“Prediction is very difficult, especially if it is about the future” (Nils Bohr – Nobel Laureate)
Normally the market and economic commentators react favourably to interest rate decisions of the Monetary Policy Committee (MPC). The Reserve Bank, which houses the MPC, is one of the most admired institutions in the country.
The MPC’s decision to raise interest rates in November however drew a sharp reaction, and polarised opinion into two camps, both with strong arguments –
What can the recent rate increase tell us? Firstly, what those against the increase said…
The economy was either in recession or close to it when the decision was announced.
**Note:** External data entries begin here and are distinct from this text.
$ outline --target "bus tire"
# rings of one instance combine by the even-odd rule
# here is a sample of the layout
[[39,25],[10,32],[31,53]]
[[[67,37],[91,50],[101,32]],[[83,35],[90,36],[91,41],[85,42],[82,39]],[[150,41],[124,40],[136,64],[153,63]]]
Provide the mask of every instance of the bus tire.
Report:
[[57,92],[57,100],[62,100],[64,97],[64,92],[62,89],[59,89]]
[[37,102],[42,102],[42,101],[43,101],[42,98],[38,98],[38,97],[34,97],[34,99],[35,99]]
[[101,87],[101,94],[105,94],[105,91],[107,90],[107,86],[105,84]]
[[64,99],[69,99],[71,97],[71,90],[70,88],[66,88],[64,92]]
This is contrary to mainstream economic thought as raising interest rates tend to slow down economic growth.
Secondly, inflation at 5.1% is well within the 3-6% band that the MPC targets. If you look at Shoprite, our largest grocery chain, more than 11,500 items in their stores are trading at lower prices than this time last year. Aligned to this is that the fuel price decreased by more than R1.80 per litre in December. The petrol price spreads its tentacles widely throughout the economy and this decrease will reduce cost pressures.
Consumer confidence has been dropping in recent months and a rise in borrowing rates will not help this.
Finally, the currency has shown strong gains over the past few months and thus the Rand needs no bolstering from an increase in interest rates.